Es en este tiempo de canícula y sudores cuando más te das cuenta de que vivimos en una provincia amarilla, como un melón patatero un poco pasado. Zamora es un territorio hermoso, berrendo y seco que se pinta de barro para coquetear con el estío. Se echan en falta los oasis, los remansos verdes donde sacar a relucir los costurones del alma. Hay pocos árboles y muchos eriales y testeros encanecidos que evocan la vejez, los culos huesudos y viejos de aquellos que se han dejado la piel por las esquinas.

Solo un 23% del millón de hectáreas que suma la provincia es terreno forestal. Hay más de 250.000 hectáreas de eriales y pastos que no se aprovechan, esa superficie que ahora aparece monda y lironda, amarilla pajiza, la que da a este territorio la sensación de ingravidez, de transición, de desvalimiento. En este campo tampoco han hecho los deberes las administraciones y sus gestores, los políticos. ¿Cuánto se ha reforestado desde que la Sierra de la Culebra se plantó de pinos?

La masa forestal es riqueza, el mejor antídoto contra los efectos del cambio climático que, toc, toc, llama a la puerta. La imagen de esas grandes extensiones de terrenos sin un árbol, sin cultivos agrícolas, solo hierba seca y arrugada, hacen que el ánimo se esconda bajo tierra. ¿Pero es que los que mandan no se dan cuenta de qué plantando árboles se conquista el futuro, de qué el terreno forestal dulcifica el clima? Difícil que entiendan lo más obvio quienes viven solo pensando en el hoy y las matemáticas electorales.

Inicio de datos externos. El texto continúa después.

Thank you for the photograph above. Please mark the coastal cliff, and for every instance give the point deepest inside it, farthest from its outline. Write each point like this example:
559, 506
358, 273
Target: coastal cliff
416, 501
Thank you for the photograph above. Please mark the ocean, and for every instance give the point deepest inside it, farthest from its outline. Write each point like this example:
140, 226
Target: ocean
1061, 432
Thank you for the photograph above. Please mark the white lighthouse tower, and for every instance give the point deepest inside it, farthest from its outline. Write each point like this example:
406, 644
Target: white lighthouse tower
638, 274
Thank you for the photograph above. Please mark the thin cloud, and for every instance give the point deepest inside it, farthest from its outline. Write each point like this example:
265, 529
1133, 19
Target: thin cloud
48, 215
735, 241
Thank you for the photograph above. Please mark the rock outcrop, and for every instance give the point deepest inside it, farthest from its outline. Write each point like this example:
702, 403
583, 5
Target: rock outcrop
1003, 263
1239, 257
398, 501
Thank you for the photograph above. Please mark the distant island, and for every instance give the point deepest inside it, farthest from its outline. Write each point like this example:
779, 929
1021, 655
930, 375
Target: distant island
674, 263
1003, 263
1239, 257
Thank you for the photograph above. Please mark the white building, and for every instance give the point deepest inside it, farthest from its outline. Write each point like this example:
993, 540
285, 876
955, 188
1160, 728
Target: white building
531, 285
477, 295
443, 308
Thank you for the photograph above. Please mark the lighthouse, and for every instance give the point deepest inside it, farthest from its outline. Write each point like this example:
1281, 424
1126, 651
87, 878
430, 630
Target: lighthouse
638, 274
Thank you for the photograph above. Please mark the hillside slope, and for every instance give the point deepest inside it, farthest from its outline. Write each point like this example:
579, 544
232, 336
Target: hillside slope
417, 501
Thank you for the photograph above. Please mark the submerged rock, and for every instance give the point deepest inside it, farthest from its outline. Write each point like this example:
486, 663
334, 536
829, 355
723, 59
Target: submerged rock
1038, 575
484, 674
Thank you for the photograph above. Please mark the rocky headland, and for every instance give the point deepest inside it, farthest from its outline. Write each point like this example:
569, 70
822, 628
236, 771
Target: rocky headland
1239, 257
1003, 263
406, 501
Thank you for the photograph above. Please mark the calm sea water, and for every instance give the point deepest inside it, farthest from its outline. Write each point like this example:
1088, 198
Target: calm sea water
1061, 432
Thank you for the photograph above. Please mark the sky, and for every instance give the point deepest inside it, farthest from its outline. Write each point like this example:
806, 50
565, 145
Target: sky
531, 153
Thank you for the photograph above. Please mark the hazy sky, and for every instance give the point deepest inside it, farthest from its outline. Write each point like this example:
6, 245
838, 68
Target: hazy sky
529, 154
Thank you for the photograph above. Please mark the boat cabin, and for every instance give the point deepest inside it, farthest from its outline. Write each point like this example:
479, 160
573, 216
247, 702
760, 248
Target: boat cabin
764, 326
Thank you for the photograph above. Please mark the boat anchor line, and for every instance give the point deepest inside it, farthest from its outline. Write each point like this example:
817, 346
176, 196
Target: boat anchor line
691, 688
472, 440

No podemos darnos por vencidos. Hay que exigir a los nuevos inquilinos de las instituciones y corporaciones zamoranas que inviertan en verde, que piensen en el futuro, que reforesten (a poder ser con árboles autóctonos) y que de una vez gobiernen con sentido común. Aquí los árboles sí nos dejan ver los bosques y a los políticos de zanjas y zarandajas. Por cierto, ¿dónde están los dos millones de árboles que había que plantar para cobrar la PAC? Ese es otro cantar.